Immaginatevi come entrano nel Tempio di Gerusalemme, mischiandosi tra la folla, senza farsi notare. Nei quadri, negli affreschi, questi personaggi hanno un’aureola che li evidenzia: nella vita reale non ci sono aureole. Per quanto situata nel Tempio, la scena di cui stiamo parlando doveva essere molto meno sacra e più prosaica di quanto non ce l’abbia fatta immaginare Hollywood, con cori di angeli e fasci di luce che seguono ogni passo di Gesù, anche quando ancora non sa camminare.

Giuseppe e Maria stanno per entrare nel Tempio e, sorpresa, un vecchio a loro probabilmente sconosciuto si avvicina e gli prende il bambino dalle braccia, per abbracciarlo, per baciarlo, per benedirlo e, infine, per lodare Dio. Una lode talmente bella da essere diventata un salmo, uno dei tre salmi — gli altri due sono quello di Zaccaria e quello di Maria — con cui si apre il vangelo di Luca, il Nunc Dimittis.

«Ora, o mio Signore, tu lasci andare in pace il tuo servo, secondo la tua parola; perché i miei occhi hanno visto la tua salvezza, che hai preparata dinanzi a tutti i popoli per essere luce da illuminare le genti e gloria del tuo popolo Israele».

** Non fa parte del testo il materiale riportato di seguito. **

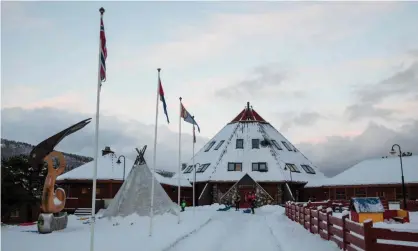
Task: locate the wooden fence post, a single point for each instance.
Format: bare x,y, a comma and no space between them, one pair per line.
344,218
310,220
328,225
303,215
368,240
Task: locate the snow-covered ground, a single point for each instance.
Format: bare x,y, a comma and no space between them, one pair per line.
268,229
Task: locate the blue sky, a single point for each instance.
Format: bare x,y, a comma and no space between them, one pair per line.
50,54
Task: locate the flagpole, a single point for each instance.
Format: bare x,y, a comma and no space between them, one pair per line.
179,169
96,145
155,154
194,167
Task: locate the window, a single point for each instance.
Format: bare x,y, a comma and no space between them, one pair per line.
255,143
360,192
234,166
308,169
340,194
240,144
399,194
260,167
292,167
14,213
188,169
202,168
219,145
210,146
287,146
277,145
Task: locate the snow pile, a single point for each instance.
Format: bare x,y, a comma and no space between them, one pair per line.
118,233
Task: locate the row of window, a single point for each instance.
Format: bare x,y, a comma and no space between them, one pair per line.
201,168
256,167
255,143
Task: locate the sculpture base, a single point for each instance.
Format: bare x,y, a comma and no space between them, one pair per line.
48,223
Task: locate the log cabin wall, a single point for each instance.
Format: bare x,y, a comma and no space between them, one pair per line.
389,192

«Tu lasci andare in pace il tuo servo secondo la tua parola»: le promesse sono compiute, posso andare in pace. C’è un appagamento raro in queste parole di Simeone. Spesso le parole umane sono piene di rimpianti, in particolare più avanzano gli anni: “avrei potuto fare questo” oppure “come stavo bene una volta”, sono tra i pensieri che possono venire in mente a chi fa un bilancio della vita. Simeone invece è appagato, è soddisfatto: i suoi occhi hanno visto quello che dovevano vedere per lasciarlo soddisfatto.Hanno visto la salvezza. Il testo ci dice che Simeone era in attesa di vedere la consolazione di Israele, ma quando vede Gesù, egli vede la luce che illumina l’intera umanità. Non c’è nient’altro da vedere per Simeone. I suoi occhi hanno visto in un bambino normale, come gli altri, un bambino speciale, anzi il più speciale di tutti.

Poi lo restituisce ai genitori, che sono ovviamente meravigliati. Riprendono il loro bambino speciale e lo portano a compiere le ordinarie prescrizioni della Legge. Gesù non cessa di essere un bambino come gli altri. Amato in maniera particolare da Dio. Amato in maniera particolare da Giuseppe e Maria. E, allo stesso tempo, noi non veniamo a sapere praticamente più nulla della sua infanzia, a parte l’episodio dei 12 anni, sempre al Tempio.

Ordinari e speciali: in Dio questa contraddizione si scioglie, perché ai suoi occhi siamo tutti uguali e tutti speciali. Ci ama indistintamente e ci ama personalmente. Tutti e tutte.

Oggi abbiamo celebrato un doppio battesimo e una presentazione. Oggi, con procedure — passatemi il termine — ordinarie, previste, abbiamo celebrato il duplice carattere di bambini normali e speciali. Restiamo in attesa con fiducia che loro prenderanno coscienza del loro essere uguali agli altri bambini — e questo è il compito nostro — e del loro essere speciali, perché amati personalmente da Dio — e questo è compito, appunto, di Dio; noi possiamo solo testimoniare l’amore che abbiamo ricevuto.

Restiamo nella speranza che anche loro un giorno possano dire con Simeone: «I miei occhi hanno visto la salvezza». Bambini come gli altri, esseri umani speciali perché amati da Dio.